Press Catch-Up

7th October 2011 at 01:00

Forced to learn Gaelic

DAILY MAIL

- Every pupil in the country could be forced to learn Gaelic and Scots under SNP plans to introduce "Scottish studies" to the classroom. Ministers have announced that an army of "Scots language co-ordinators" would be hired - despite the fact that two-thirds of adults do not believe Scots is a language in its own right.

Nobel alumni honoured

THE SCOTSMAN

- Two of Scotland's greatest scientists, whose achievements revolutionised health, have been honoured at their old school. Sir Alexander Fleming (pictured), who discovered penicillin, and Lord John Boyd Orr, the nutritionist, both attended Kilmarnock Academy, making it Scotland's only school to have nurtured two Nobel prizewinners. Professor Hugh Pennington, who chaired a conference at the school, said it was a "unique achievement".

Warning over `apartheid'

THE GUARDIAN

- London's schools are "sleepwalking" into segregation, with classrooms in some parts teaching almost exclusively black or Asian pupils, a leading headteacher who grew up in South Africa under apartheid has warned.

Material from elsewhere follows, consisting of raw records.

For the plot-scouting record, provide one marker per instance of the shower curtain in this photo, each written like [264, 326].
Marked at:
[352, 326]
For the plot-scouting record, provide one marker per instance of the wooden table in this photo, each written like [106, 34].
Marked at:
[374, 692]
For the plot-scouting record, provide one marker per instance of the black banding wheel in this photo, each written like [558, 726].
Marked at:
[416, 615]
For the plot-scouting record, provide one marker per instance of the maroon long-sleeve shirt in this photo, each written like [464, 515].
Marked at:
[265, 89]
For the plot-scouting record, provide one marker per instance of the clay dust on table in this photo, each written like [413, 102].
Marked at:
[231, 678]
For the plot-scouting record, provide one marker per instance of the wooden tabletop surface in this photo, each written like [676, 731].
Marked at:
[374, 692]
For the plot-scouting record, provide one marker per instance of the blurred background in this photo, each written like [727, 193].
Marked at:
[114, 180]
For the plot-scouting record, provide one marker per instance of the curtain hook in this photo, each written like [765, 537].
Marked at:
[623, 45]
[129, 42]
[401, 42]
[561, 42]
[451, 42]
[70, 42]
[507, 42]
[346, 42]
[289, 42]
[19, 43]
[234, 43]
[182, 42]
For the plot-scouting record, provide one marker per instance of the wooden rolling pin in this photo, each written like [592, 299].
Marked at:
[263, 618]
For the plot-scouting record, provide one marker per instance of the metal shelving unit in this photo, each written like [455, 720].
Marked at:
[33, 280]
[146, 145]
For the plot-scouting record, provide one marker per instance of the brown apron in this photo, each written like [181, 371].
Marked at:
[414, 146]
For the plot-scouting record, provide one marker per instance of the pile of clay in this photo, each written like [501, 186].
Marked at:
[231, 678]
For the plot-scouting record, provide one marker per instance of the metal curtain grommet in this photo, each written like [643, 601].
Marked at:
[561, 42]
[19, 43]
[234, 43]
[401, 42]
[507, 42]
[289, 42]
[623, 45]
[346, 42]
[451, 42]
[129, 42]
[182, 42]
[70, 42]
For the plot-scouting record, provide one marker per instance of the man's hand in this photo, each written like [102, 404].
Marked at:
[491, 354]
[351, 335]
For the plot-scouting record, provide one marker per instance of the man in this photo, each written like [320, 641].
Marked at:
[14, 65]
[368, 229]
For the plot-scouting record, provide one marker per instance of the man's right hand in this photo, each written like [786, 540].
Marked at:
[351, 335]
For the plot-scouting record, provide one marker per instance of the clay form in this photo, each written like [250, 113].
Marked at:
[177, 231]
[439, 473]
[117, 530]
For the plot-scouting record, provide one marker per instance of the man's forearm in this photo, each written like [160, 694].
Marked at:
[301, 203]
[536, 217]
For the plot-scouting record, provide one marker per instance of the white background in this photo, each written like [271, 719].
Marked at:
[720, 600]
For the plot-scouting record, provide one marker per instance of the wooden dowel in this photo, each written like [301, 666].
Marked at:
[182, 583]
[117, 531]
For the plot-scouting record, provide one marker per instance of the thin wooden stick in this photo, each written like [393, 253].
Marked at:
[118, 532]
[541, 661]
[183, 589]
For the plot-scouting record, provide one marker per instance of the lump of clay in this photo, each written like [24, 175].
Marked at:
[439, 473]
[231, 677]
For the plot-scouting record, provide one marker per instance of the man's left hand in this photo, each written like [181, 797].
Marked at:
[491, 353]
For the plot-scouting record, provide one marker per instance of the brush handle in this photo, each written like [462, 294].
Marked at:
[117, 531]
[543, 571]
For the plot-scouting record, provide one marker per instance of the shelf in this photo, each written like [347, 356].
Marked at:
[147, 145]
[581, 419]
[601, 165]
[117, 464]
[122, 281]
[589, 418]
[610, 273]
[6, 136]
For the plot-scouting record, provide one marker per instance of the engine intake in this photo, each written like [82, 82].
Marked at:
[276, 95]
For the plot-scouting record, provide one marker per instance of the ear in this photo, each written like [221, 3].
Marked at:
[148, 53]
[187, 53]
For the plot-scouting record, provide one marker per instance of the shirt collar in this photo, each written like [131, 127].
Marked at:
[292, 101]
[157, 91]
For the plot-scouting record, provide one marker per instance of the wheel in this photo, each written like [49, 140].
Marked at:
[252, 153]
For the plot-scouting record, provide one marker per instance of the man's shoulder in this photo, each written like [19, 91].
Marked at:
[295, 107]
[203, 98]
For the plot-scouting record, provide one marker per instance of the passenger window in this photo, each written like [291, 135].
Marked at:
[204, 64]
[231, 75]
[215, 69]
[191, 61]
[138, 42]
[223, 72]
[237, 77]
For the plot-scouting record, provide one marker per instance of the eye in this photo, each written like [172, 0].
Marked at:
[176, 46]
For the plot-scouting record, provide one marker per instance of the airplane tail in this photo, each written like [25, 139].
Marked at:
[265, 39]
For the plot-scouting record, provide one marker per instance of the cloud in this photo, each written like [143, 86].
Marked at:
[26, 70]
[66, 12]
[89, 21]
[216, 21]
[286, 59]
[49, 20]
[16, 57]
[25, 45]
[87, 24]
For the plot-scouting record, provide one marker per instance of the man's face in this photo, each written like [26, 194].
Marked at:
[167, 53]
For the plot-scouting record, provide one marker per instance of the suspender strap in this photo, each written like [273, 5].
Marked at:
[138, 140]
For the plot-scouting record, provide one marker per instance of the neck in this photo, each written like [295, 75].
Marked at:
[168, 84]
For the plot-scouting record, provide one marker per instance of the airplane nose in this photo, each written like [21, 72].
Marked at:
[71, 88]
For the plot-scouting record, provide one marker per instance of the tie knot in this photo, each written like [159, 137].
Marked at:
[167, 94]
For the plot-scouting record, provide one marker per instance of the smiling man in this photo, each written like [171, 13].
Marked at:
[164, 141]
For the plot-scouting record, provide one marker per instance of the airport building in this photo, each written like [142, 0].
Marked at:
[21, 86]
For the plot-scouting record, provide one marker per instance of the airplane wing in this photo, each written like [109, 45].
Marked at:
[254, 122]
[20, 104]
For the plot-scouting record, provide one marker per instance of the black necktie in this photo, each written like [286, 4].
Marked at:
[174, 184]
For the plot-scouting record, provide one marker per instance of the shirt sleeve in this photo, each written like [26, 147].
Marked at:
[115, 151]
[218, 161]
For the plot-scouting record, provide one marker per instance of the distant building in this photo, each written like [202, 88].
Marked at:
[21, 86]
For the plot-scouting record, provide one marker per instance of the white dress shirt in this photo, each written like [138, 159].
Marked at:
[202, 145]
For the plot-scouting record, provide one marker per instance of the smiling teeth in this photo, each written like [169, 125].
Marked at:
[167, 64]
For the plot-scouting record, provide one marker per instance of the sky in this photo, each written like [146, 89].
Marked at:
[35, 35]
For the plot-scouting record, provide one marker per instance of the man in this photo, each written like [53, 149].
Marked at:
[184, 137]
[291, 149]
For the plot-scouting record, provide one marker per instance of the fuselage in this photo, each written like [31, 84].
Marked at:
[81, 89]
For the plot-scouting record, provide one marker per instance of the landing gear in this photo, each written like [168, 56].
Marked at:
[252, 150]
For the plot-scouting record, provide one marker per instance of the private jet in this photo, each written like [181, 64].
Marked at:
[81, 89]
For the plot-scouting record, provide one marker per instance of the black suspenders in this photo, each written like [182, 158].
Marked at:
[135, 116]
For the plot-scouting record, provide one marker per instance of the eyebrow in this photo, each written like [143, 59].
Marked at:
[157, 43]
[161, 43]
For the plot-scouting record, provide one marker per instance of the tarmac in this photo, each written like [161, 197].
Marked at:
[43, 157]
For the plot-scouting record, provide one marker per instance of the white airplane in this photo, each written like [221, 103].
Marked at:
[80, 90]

David Levin, vice-chair of the Headmasters' and Headmistresses' Conference - an association of 250 independent schools - said he was alarmed that London was dividing into ghettos and "becoming a silo society".

Fears over rugby risks

THE HERALD

- More than one in 10 school rugby players are at risk of injury during a season, according to research. The revelation, in the British Journal of Sports Medicine, has led to a call from one of the researchers for rules to be changed. Previous US studies have rated rugby more dangerous than other school sports, including ice hockey and wrestling.

A link in the food chain

THE SCOTSMAN

- Teaching children how to garden helps them to become responsible, realise where food comes from and instils calm, a poll by the Royal Horticultural Society suggests. Director-general Sue Biggs raised concerns that today's parents were a lost generation, with less horticultural education than their children. Those who attended schools in the 1980s and 1990s missed out on a "huge opportunity".